Terry Frost 1915 - 2003

Terry Frost was born in Leamington Spa, England in 1915. He served in the army during WWII when he was held prisoner of war between 1941-5. He began painting in prisoner of war camps and studied art at St Ives School of Painting and at Camberwell School of Art (1946-9). He was studio assistant in St Ives to Barbara Hepworth in 1951 before taking a teaching post at Bath Academy of Art in 1952. He became the Gregory Fellow at Leeds University from 1954-56 and moved to Banbury in 1963 and taught at Reading University. Terry Frost returned to Newlyn in Cornwall in 1974 and died there in 2003.

works in the collection - 4

PAC/034

Frost used collage extensively during the early 1950s as means of developing his interest in non-representational imagery. Frost had a studio in St Ives close to Nicholson at the time and was friends with the artists Peter Lanyon and Sven Berlin. Frost visited the USA for the first time in 1960, spending three weeks in New York. Seeing work by Barnett Newman and Ad Riendhart made a lasting impression upon Frost and precedes the increase in scale that characterised his works of the 1960s.

Collage, 1950


PAC/035

Frost describes the experience of seeing the Yorkshire dales in winter as an inspiration for this work. Snow flattened his perspective and created an irregular lattice of the dry stone walls of the fields. The image is a response to Frost's sense of being dwarfed by the landscape.
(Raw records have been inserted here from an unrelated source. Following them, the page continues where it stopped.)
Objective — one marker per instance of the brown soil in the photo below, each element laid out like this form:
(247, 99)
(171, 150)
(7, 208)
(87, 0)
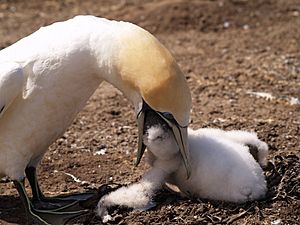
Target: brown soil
(226, 49)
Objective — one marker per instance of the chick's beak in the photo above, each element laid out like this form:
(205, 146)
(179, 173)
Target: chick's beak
(180, 134)
(181, 137)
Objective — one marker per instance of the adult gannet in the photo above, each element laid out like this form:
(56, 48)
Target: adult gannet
(47, 77)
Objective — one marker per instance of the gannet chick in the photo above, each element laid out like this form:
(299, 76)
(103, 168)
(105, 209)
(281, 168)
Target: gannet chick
(222, 169)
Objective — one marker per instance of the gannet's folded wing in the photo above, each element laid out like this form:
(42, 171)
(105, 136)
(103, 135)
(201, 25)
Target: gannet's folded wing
(11, 84)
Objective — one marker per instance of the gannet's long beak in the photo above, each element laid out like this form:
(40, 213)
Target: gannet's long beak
(180, 134)
(141, 145)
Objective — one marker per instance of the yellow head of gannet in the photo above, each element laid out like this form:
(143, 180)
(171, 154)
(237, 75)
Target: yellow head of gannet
(148, 68)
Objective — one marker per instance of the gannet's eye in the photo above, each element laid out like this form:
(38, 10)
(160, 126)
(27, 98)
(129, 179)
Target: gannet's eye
(2, 108)
(168, 116)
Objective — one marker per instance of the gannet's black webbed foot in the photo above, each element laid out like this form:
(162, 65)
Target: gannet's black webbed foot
(44, 217)
(62, 203)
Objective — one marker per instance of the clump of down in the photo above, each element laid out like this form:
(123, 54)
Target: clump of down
(226, 165)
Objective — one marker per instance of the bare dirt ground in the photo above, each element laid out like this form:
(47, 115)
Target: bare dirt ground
(228, 50)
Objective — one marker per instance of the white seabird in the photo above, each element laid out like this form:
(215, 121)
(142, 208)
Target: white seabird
(47, 77)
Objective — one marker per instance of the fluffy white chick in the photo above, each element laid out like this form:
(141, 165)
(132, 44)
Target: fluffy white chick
(222, 169)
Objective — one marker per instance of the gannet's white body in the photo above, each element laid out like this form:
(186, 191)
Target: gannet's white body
(221, 169)
(46, 79)
(55, 70)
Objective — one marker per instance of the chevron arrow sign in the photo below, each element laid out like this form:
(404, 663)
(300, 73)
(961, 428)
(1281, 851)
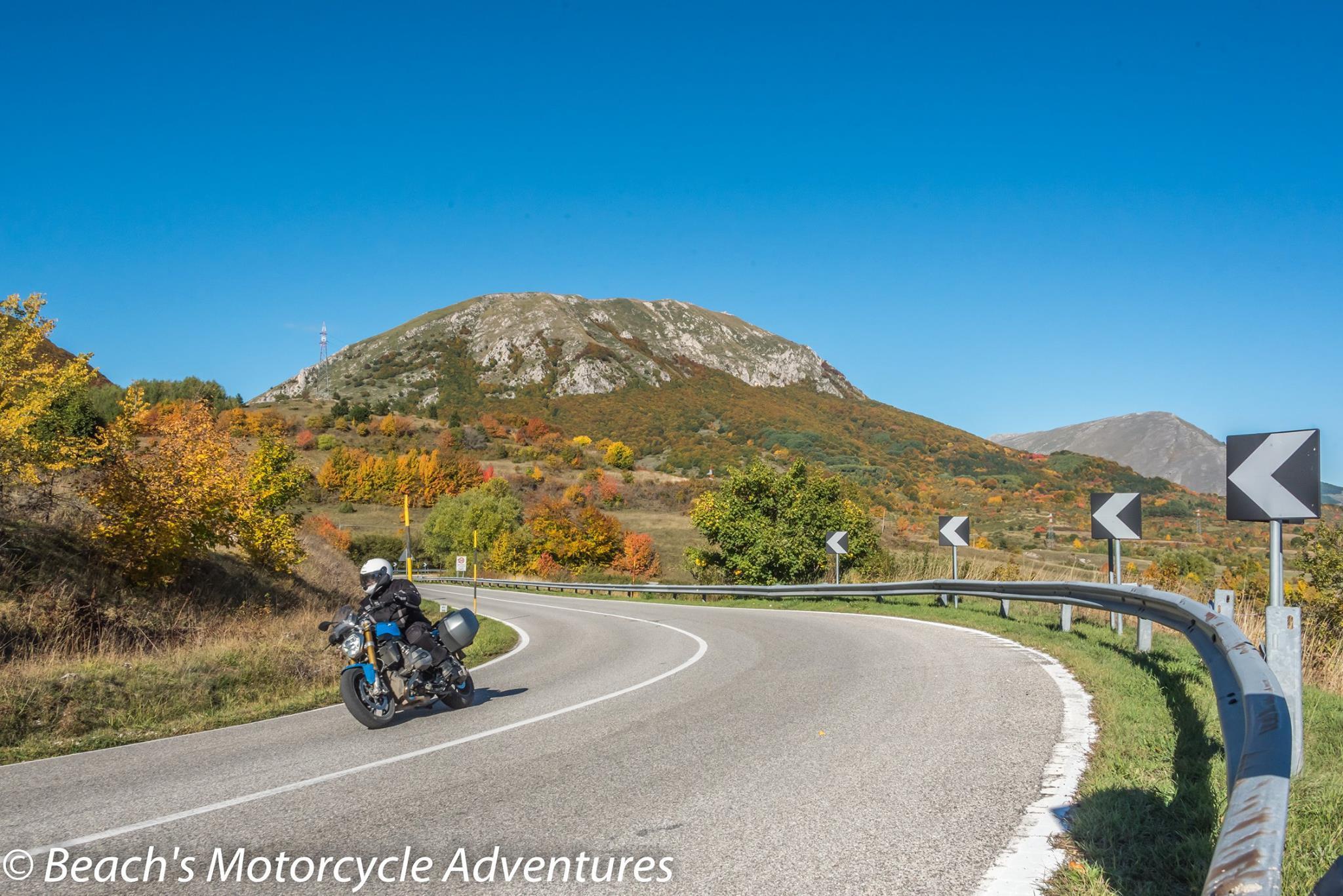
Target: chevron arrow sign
(954, 531)
(1273, 476)
(1116, 515)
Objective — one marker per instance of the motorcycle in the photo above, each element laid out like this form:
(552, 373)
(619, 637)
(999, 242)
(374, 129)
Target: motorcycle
(386, 673)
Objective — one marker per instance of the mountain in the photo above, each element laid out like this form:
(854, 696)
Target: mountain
(562, 345)
(694, 391)
(1154, 444)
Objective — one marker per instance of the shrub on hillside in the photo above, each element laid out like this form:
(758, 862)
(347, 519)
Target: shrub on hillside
(323, 528)
(488, 509)
(766, 527)
(171, 491)
(637, 559)
(620, 456)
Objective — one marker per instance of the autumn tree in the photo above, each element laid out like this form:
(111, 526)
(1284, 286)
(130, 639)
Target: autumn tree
(637, 559)
(620, 456)
(170, 499)
(46, 422)
(766, 527)
(266, 531)
(1322, 560)
(575, 537)
(489, 509)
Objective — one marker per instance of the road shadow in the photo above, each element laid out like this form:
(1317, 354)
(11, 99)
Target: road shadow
(1153, 840)
(483, 696)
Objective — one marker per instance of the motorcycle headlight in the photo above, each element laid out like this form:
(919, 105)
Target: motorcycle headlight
(353, 645)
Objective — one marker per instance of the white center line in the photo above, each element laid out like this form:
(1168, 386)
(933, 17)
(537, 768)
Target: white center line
(414, 754)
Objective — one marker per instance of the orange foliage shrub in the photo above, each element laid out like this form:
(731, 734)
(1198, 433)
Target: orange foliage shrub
(241, 422)
(356, 475)
(328, 532)
(638, 559)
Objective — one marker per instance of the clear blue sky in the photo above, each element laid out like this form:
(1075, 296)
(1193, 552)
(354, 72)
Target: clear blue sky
(1005, 216)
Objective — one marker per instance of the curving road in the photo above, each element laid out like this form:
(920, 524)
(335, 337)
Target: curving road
(762, 751)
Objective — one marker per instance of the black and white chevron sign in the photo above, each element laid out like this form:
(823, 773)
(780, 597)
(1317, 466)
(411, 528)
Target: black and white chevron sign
(1273, 476)
(954, 531)
(1116, 515)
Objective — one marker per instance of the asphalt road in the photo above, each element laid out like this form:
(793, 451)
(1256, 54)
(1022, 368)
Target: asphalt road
(758, 751)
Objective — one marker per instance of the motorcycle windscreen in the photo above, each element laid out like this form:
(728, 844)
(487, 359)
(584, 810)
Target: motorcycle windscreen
(457, 631)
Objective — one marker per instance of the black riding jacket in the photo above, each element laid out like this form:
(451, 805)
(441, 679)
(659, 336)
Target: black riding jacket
(398, 602)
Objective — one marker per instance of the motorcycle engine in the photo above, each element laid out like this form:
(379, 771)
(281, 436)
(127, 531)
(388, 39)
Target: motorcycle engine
(416, 657)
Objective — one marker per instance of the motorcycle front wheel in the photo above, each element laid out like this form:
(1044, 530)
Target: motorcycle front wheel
(369, 711)
(461, 696)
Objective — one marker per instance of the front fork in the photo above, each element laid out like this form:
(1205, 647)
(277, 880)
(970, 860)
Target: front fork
(371, 649)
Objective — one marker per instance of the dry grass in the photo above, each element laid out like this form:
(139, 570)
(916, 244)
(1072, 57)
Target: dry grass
(92, 664)
(1322, 657)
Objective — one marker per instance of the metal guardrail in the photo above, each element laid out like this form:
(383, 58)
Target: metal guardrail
(1251, 704)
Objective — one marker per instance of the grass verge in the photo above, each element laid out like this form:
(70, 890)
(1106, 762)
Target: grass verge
(1150, 804)
(280, 667)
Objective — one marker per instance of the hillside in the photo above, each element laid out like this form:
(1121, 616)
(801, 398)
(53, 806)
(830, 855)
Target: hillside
(1154, 444)
(552, 345)
(696, 391)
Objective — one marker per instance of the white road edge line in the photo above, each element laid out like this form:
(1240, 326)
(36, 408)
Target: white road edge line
(1030, 856)
(414, 754)
(523, 640)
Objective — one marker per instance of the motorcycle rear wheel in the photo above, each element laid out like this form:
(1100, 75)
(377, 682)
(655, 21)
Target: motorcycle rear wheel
(461, 696)
(369, 711)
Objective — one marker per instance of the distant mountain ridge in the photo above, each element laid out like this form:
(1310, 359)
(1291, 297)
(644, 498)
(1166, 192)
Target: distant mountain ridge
(1154, 444)
(563, 345)
(692, 391)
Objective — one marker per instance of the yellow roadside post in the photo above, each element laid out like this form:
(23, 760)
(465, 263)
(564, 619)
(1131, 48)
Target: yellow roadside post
(406, 519)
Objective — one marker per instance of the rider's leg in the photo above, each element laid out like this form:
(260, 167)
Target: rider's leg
(418, 634)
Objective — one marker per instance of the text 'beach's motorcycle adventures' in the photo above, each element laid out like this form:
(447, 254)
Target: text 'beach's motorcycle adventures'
(387, 671)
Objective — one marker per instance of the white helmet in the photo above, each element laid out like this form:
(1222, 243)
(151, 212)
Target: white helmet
(375, 575)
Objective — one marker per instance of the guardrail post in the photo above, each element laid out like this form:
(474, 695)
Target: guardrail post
(1144, 636)
(1283, 650)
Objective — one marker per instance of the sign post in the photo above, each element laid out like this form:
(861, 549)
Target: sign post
(954, 531)
(1273, 477)
(837, 543)
(1115, 518)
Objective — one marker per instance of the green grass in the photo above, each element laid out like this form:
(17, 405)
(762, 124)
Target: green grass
(1150, 804)
(55, 709)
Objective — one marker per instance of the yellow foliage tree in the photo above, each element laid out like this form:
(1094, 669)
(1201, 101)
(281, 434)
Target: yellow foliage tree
(175, 486)
(620, 456)
(172, 497)
(38, 387)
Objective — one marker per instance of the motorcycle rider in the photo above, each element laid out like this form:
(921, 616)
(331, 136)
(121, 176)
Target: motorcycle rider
(398, 601)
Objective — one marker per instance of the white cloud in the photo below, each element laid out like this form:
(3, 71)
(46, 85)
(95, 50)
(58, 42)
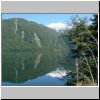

Red, Black and White, 1955-6


PAC/036

At this time, Frost used coloured 'wedges' to tighten his imagery. This compositional device generates tension by penetrating the boundaries between adjacent forms. In this work a red wedge pierces the image from the upper edge creating formal and chromatic contrast.

Red and Blue, 1959


PAC/037

The composition is balanced on the right by black and white wedges that enter the image from the top and bottom respectively. Living and working in St Ives, Frost made a number of paintings at this time that simplified his previously complex compositional style.